ジメジメした気圧差と不愉快な雨音が鳴り響くこの季節は得意ではない。
『まもなく…○○駅です…。』
乗車して数十分、こうしている間にも私の脳裏には、あまり待たせられるのは好きではないなとか、倦怠感に打ち勝とう、とかでさっきから自分の心を鎮めようと必死だ。はやく鎮めなければ見知った誰かにこの背筋が曲がりひきつった汗まみれの顔を見られるという羞恥と仕事でまた失敗するのではないかという不安が押し寄せてくる。
『だからね?気にし過ぎなんですよ』
一瞬身体が跳ねた。声がする方向に顔を向けると男性がただ電話しているだけだった。…私の事ではなかった。
そう、私は小心者だ。見ての通り冴えない31のサラリーマン。誰に見られても恥ずかしいような外見と人生しか送ってこなかった人間だ。
─やめだ…やめだ…そんなことばかり考えるな…ふけるな。彼女いない歴=年齢は俺の唯一のステータスだ…誇れよ─
吊革をぎゅっと握って苦虫を潰した。彼女の1つや2つ出来たらもっと人生は変わっていたのだろうか。
─いや二股する気かよ…最低だな俺…─
電車のドアが開いた。顔を上げると見慣れた駅のホームがゆっくりと視界に入る。今日も沢山の人だかりでみんな同じような服で同じような顔に見えた。ただ一人を除いて。
─ゴスロリ…?─
淡桃色のドレスを着た幼女がキョロキョロと身体をビクつかせながら辺りを困惑して見ているように見えた。
─同じだ─
それまで文鎮のように固まった脚が反射的に前へ動いた。吸い寄せられたかのように全身が彼女に訴えた。
『あの、どうか…されたんですか?』
気づいたときには彼女に声をかけていた。自分でも驚いた。傍から見たら幼女を狙った変質者。普通なら人攫いに見られてもおかしくない。
なのに………なのに…。この口が止まらない。
『もしよろしければ、道……教えますよ』
道を踏み外しそうになっている男が言う台詞ではない。
『フフ…丁度ね』
─不敵な笑みを浮べて何を言っているんだこの娘は…─
やはり少しおかしな格好をしているしこの歳で何かに目覚めてしまった系のあれではないかとおじさんなりの気遣いを繰り広げてしまう。

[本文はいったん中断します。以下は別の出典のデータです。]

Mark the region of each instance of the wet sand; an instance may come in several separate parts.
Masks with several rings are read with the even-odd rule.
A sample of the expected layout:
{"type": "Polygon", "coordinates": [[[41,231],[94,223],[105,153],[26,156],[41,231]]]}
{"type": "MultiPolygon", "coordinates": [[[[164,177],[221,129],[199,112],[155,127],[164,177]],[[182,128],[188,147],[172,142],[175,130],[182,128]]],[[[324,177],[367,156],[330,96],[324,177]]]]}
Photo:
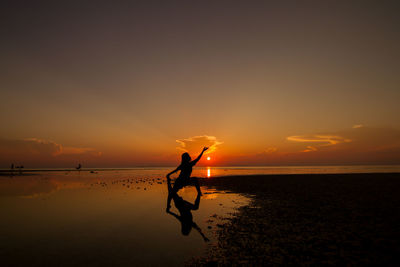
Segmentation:
{"type": "Polygon", "coordinates": [[[398,265],[400,174],[203,179],[252,197],[190,265],[398,265]]]}

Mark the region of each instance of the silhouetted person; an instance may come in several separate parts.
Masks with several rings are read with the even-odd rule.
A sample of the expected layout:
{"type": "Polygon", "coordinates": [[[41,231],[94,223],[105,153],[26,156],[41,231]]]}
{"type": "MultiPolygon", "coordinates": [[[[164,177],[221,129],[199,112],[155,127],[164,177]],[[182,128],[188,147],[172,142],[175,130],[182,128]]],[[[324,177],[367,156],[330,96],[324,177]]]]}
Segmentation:
{"type": "Polygon", "coordinates": [[[181,231],[183,235],[189,235],[192,228],[196,229],[201,237],[203,237],[205,242],[210,241],[201,231],[200,227],[193,222],[192,210],[198,210],[200,206],[200,193],[197,193],[196,201],[194,204],[184,200],[180,197],[171,186],[171,181],[167,181],[168,185],[168,199],[167,199],[167,209],[166,212],[174,216],[181,223],[181,231]],[[171,200],[174,200],[175,207],[178,209],[179,214],[170,211],[171,200]]]}
{"type": "Polygon", "coordinates": [[[201,159],[201,156],[203,156],[204,151],[206,151],[207,149],[208,147],[204,147],[200,155],[195,160],[192,160],[190,158],[189,153],[182,154],[181,165],[179,165],[178,168],[167,174],[167,181],[170,182],[171,181],[170,175],[177,171],[180,171],[178,178],[176,178],[175,180],[172,191],[177,193],[181,188],[187,185],[194,185],[196,186],[197,193],[200,196],[202,195],[200,190],[199,180],[197,178],[190,178],[190,175],[192,174],[193,166],[196,165],[196,163],[201,159]]]}

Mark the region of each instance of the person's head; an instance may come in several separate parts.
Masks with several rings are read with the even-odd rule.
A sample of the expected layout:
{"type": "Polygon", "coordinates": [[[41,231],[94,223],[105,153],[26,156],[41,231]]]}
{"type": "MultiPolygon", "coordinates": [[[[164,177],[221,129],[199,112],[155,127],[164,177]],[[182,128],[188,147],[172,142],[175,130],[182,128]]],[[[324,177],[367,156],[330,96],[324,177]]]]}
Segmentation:
{"type": "Polygon", "coordinates": [[[182,154],[182,163],[188,163],[191,161],[189,153],[185,152],[182,154]]]}

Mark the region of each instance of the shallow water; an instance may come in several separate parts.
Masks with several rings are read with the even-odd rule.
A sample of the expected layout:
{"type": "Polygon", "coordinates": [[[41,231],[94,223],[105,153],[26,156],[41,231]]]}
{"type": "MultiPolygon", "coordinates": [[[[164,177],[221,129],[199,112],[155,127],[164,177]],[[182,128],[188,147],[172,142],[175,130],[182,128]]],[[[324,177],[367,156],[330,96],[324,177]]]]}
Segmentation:
{"type": "MultiPolygon", "coordinates": [[[[0,179],[0,256],[8,265],[179,265],[204,253],[192,228],[166,213],[165,170],[39,172],[0,179]],[[163,176],[160,176],[161,173],[163,176]]],[[[202,188],[193,221],[215,242],[217,224],[249,200],[202,188]]],[[[179,192],[194,203],[196,190],[179,192]]],[[[171,211],[180,215],[172,203],[171,211]]]]}

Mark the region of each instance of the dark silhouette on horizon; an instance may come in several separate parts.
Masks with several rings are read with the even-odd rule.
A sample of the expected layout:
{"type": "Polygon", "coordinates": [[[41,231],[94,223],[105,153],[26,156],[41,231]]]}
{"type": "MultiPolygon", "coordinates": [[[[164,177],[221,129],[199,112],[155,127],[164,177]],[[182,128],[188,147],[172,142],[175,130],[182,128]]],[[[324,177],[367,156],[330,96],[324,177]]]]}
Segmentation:
{"type": "Polygon", "coordinates": [[[171,174],[180,171],[178,178],[176,178],[174,186],[172,187],[172,191],[174,193],[177,193],[180,189],[182,189],[185,186],[188,185],[194,185],[197,189],[198,195],[202,195],[201,190],[200,190],[200,184],[199,180],[195,177],[190,177],[192,174],[193,166],[196,165],[196,163],[201,159],[203,156],[203,153],[208,149],[208,147],[204,147],[203,150],[201,151],[200,155],[192,160],[190,157],[189,153],[185,152],[182,154],[182,161],[181,164],[172,172],[167,174],[167,181],[168,184],[171,182],[171,174]]]}
{"type": "Polygon", "coordinates": [[[192,228],[196,229],[203,240],[205,242],[210,241],[201,231],[201,228],[193,221],[192,210],[198,210],[200,207],[200,197],[201,194],[199,191],[197,192],[197,197],[194,204],[184,200],[182,197],[175,192],[171,186],[171,180],[167,181],[168,186],[168,197],[167,197],[167,208],[166,212],[176,219],[179,220],[181,223],[181,232],[183,235],[187,236],[190,234],[192,228]],[[172,212],[171,209],[171,201],[174,201],[176,209],[179,211],[179,215],[172,212]]]}

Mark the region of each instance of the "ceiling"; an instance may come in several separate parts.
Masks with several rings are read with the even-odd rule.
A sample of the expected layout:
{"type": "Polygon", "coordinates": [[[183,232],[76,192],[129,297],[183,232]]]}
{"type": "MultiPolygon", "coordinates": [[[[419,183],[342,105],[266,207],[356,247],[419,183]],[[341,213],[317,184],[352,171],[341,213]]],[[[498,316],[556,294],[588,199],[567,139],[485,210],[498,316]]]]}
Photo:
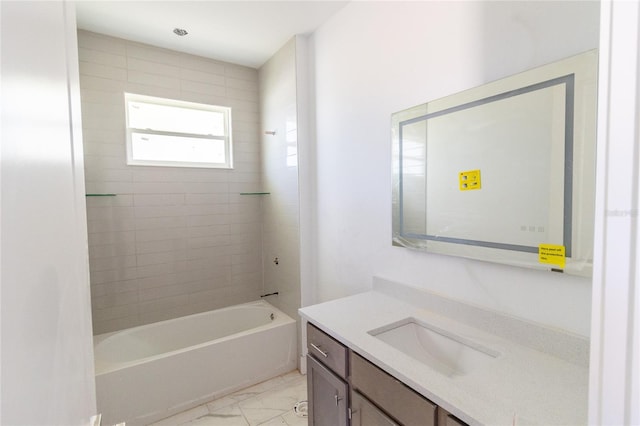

『えっと…どういう意味ですか…すみません。私、頭の出来が良くなくて…』
『この私に出逢ったのだからまずは名を聞かせなさいよ。愚民』
─愚民って言葉使う人初めてだ─
『私は
『やっぱり変な名前ね』
やっぱりって…?私達は初対面のはずだが…彼女は私のことを知ったような口ぶりだし、一方的な私いじりを躊躇なくしてくる。それに意味不明なことを口にするので会話が成り立っていないのではないかと少し不安になる。
『はは、よく言われます…』
『そういうところも視たまんまね。予想通りというかおさらいしているようで眠たくなるわ』
『あの……ところで貴女の名前とかはお聞きしても?』
『あら?言ってなかったかしら』
彼女は胸を張って、堂々した面持ちでこちらを見た。